Background. The study tested the hypothesis that community-level control of sexually transmitted disease (STD) would result in lower incidence of HIV-1 infection in comparison with control communities. Methods. This randomised, controlled, single-masked, community-based trial of intensive STD control, via home-based mass antibiotic treatment, took place in Rakai District, Uganda. Ten community clusters were randomly assigned to intervention or control groups. All consenting residents aged 15-59 years were enrolled; visited in the home every 10 months; interviewed; asked to provide biological samples for assessment of HIV-1 infection and STDs; and were provided with mass treatment (azithromycin, ciprofloxacin, metronidazole in the intervention group, vitamins/anthelmintic drug in the control). Intention-to-treat analyses used multivariate, paired, cluster-adjusted rate ratios. Findings. The baseline prevalence of HIV-1 infection was 15.9%, 6602 HIV-1-negative individuals were enrolled in the intervention group and 6124 in the control group, 75.0% of intervention-group and 72.6% of control-group participants provided at least one follow-up sample for HIV-1 testing. At enrolment, the two treatment groups were similar in STD prevalence rates. At 20-month follow-up, the prevalences of syphilis (352/6238 [5.6%) vs 359/5284 [6.8%]; rate ratio 0.80 [95% CI 0.71-0.89]) and trichomoniasis (182/1968 [9.3%] vs 261/1815 [14.4%]; rate ratio 0.59 [0.38-0.91]) were significantly lower in the intervention group than in the control group.

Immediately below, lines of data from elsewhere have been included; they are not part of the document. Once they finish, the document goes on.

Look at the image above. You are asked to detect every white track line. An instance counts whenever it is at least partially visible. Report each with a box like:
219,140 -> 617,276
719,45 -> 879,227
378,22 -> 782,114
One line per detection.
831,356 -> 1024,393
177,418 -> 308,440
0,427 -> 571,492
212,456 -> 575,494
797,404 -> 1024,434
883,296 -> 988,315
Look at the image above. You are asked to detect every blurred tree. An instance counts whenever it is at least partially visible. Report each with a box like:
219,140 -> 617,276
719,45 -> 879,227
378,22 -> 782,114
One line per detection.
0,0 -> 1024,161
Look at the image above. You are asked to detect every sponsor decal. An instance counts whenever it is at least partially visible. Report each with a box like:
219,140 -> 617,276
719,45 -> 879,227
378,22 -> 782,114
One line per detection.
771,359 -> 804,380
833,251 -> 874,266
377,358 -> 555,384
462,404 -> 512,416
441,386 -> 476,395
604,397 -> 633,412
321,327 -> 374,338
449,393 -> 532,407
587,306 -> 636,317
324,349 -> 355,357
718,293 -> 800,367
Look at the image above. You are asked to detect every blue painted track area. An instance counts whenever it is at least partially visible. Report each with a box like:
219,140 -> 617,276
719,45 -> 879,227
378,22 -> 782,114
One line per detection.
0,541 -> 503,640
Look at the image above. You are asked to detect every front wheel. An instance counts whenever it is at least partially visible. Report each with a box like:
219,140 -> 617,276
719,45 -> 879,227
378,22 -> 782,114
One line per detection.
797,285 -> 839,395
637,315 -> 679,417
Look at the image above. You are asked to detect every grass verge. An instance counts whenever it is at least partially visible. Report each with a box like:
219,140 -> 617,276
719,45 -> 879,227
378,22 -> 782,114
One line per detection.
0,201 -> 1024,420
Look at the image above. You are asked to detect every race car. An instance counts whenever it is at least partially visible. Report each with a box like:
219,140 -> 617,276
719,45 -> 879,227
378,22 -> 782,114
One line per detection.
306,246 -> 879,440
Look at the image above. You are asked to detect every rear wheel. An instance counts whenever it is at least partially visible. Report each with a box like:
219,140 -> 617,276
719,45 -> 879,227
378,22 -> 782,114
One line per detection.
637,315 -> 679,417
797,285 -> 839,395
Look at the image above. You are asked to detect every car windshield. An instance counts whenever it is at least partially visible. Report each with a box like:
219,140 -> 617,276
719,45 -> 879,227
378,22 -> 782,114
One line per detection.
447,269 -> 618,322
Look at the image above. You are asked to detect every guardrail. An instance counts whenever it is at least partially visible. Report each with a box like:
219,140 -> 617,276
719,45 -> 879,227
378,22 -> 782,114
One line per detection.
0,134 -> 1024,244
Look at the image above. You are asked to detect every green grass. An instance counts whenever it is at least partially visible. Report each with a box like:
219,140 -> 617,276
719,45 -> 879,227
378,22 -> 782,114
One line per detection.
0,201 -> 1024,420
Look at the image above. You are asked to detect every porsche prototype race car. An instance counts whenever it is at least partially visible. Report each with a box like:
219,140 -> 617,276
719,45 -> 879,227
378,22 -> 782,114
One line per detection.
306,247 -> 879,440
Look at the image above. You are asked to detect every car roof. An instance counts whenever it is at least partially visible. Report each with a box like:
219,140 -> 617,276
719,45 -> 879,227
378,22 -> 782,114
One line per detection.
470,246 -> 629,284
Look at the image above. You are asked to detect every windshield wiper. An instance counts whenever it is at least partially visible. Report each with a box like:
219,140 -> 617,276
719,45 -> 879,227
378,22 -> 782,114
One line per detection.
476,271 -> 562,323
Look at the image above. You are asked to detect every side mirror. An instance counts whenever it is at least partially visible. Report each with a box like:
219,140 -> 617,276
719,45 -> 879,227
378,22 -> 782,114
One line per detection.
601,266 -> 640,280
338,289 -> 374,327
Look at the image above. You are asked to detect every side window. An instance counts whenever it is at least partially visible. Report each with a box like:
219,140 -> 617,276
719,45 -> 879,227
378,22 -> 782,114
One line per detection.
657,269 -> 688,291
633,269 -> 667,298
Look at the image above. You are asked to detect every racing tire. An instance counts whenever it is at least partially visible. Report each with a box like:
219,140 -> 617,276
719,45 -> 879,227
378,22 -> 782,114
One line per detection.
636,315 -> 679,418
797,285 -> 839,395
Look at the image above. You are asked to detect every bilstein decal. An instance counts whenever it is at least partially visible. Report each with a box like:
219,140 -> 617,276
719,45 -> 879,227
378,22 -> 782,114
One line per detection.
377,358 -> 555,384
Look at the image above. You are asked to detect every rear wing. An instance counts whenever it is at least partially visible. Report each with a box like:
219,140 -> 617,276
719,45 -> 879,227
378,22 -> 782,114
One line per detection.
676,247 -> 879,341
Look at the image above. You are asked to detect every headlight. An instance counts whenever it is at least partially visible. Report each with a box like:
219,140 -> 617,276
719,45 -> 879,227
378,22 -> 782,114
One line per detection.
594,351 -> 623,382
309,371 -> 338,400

The incidence of HIV-1 infection was 1.5 per 100 person-years in both groups (rate ratio 0.97 [0.81-1.16]). In pregnant women, the follow-up prevalences of trichomoniasis, bacterial vaginosis, gonorrhoea, and chlamydia infection were significantly lower in the intervention group than in the control group. No effect of the intervention on incidence of HIV-1 infection was observed in pregnant women or in stratified analyses. Interpretation. We observed no effect of the STD intervention on the incidence of HIV-1 infection. In the Rakai population, a substantial proportion of HIV-1 acquisition appears to occur independently of treatable STD cofactors.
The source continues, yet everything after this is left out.